Police turn to DNA to battle dog attacks on sheep

New national guidelines on how to extract samples of dog DNA from animal wounds have been drawn up by Government forensic scientists and issued to vets, biologists and police so they can collect the evidence they need to charge owners whose pets are suspect of attacking sheep.  

Mar 8, 2019
By Tony Thompson

Sheep worrying cost farmers £1.2 million last year, a 40 per cent rise on 2015, according to the National Farmers’ Union’s (NFU) insurers, which said there had been a surge in claims, most notably in Wales.  

The problem has become so serious that the National Police Chiefs’ Council (NPCC) has investigated the possibility of setting up a national DNA database for dogs. This would build on the work of local authorities such as Barking and Dagenham in London, which established small scale dog databases to identify errant owners who fail to clean up after their pets’ foul pavements or parks. 
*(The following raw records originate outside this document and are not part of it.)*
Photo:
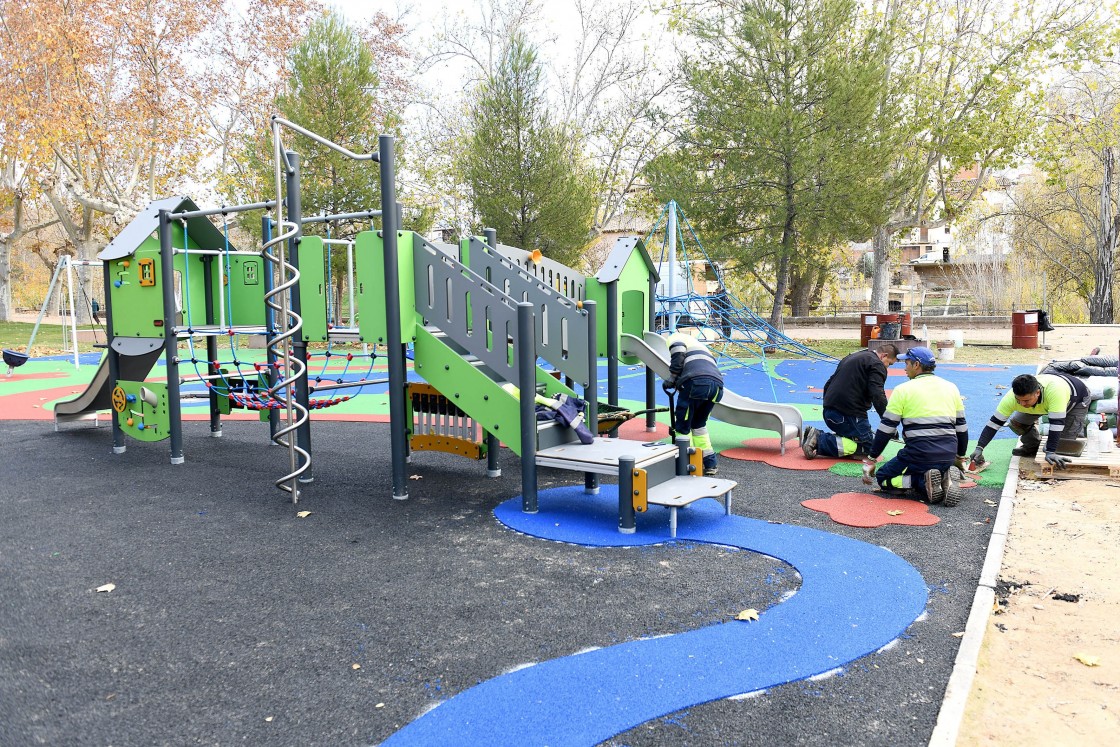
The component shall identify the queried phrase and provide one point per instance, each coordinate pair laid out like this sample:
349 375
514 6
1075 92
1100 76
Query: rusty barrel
1024 329
868 321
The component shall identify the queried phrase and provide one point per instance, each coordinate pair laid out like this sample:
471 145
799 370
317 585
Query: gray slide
734 409
137 357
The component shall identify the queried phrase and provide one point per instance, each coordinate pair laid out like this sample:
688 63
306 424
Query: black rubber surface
234 621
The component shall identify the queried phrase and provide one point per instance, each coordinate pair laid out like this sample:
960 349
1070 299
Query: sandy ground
1050 668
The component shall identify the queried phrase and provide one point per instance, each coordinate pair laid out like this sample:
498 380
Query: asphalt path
235 621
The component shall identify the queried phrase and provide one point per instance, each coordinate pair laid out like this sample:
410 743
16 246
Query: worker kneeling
931 413
693 372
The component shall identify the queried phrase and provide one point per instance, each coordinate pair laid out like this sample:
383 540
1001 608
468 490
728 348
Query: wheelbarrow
612 416
14 358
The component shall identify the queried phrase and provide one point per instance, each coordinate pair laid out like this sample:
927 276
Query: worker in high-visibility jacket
931 413
699 383
1062 399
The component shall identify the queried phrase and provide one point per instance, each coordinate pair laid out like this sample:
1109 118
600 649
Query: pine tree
526 175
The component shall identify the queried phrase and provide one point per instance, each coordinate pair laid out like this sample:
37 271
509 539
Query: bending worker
1063 399
852 389
693 373
932 414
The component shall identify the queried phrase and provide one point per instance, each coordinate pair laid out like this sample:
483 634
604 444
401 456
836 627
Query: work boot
953 492
809 441
934 487
710 467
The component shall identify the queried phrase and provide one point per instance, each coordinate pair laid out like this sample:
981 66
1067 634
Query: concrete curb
964 669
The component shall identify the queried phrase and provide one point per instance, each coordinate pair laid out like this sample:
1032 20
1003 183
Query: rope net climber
724 321
245 383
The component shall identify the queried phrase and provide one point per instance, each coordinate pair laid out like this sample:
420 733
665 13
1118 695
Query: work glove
1056 459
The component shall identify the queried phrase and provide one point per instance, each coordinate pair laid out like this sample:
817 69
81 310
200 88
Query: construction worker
932 414
1061 398
852 389
696 376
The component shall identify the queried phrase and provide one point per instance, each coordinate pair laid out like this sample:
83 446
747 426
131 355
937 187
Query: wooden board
1101 466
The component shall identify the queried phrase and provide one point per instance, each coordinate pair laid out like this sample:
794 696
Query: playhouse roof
619 255
147 223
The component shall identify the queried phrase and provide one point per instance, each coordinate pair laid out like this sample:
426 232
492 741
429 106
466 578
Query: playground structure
722 320
494 330
66 306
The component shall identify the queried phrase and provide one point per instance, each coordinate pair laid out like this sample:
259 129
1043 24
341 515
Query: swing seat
15 358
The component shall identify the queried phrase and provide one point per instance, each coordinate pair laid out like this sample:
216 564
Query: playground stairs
654 479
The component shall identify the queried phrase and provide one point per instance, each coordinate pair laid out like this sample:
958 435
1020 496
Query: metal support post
651 379
114 361
298 345
170 338
626 495
526 382
270 325
212 365
492 450
591 390
398 382
613 348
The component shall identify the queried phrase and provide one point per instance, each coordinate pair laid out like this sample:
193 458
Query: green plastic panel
242 280
145 414
469 389
370 268
313 289
137 281
138 310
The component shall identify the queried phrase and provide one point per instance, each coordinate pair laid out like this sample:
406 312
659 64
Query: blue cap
923 355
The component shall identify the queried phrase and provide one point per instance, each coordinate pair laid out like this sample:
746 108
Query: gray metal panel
619 254
561 326
147 222
560 277
137 345
459 302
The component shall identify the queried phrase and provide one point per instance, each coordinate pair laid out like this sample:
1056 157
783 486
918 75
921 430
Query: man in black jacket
849 393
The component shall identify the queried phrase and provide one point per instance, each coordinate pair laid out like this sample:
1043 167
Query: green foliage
337 90
782 153
526 175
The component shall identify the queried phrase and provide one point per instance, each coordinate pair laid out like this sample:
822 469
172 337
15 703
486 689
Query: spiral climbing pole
286 323
287 348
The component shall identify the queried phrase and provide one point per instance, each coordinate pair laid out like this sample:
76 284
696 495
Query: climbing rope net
246 383
724 320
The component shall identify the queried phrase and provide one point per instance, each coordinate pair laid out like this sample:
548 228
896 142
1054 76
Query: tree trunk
1100 300
801 292
6 309
880 279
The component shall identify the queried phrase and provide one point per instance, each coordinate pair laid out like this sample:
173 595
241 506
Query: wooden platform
1104 465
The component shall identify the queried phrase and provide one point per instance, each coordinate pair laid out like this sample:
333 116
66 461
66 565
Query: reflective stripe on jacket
931 413
690 358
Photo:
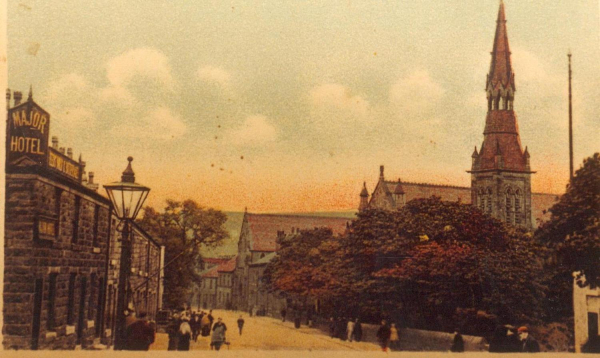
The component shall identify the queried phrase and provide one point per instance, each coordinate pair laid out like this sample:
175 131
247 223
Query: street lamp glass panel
127 198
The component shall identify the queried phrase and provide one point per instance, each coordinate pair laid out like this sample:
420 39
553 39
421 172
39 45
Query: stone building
258 238
225 273
56 239
60 242
500 172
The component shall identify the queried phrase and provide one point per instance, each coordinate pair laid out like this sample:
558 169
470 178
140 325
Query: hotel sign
63 164
27 142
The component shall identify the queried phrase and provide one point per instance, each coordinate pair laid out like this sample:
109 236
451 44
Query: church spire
500 86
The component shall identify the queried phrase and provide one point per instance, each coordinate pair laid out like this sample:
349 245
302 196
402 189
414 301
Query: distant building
258 240
500 172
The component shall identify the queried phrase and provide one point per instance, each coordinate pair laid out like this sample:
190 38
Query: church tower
500 172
Sergeant Tom Carter, wildlife lead for Sussex Police, said: “There’s no reason why we can’t apply forensic science used in other areas of crime to the problem of dogs and sheep worrying. If we have a dog that we think may have worried livestock, but no evidential link between the dog and the animal that has been killed, we can take a swab from the injury or bite wound and a swab from the dog’s mouth and match those two. 
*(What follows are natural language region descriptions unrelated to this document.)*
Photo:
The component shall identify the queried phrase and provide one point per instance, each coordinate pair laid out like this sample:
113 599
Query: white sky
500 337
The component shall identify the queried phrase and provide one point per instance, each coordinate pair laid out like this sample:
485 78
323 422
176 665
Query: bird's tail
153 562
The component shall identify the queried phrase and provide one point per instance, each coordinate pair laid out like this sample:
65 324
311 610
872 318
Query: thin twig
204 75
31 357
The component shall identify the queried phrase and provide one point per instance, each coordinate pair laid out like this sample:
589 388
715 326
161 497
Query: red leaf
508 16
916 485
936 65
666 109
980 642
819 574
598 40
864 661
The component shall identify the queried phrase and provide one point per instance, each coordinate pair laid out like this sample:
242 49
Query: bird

“Farmers lose out tens of thousands of pounds if not millions nationwide. Some councils have made it mandatory to register dogs’ DNA for dog fouling. There’s no reason why we can’t use the same databases for sheep worrying,” Sgt Carter said. 

Sussex Police has previously used DNA analysis to convict the owner of a dog for hare coursing, one of the first successful prosecutions for the crime using such forensic technology. Other forces including Dorset and North Wales are also introducing dog DNA techniques to tackle sheep worrying. 

Dr Lucy Webster, chair of the UK’s Forensic Working Group and a molecular biologist with the Scottish government, said the key to successful identification was securing sufficient dog DNA and quickly, before the savaged animal’s carcass deteriorated or was cleansed by rain. This has led to the creation of the guidance for vet pathologists to enable them to take samples while performing an autopsy.  

The NPCC has investigated the possibility of setting up a national DNA database for dogs to assist police in investigating attacks on livestock but ongoing financial restrictions mean the project is not a current priority.  

“We are aware of work done in various laboratories that show the scientific opportunities available to law enforcement and would be keen to pursue this when budgets allow,” a spokesperson said.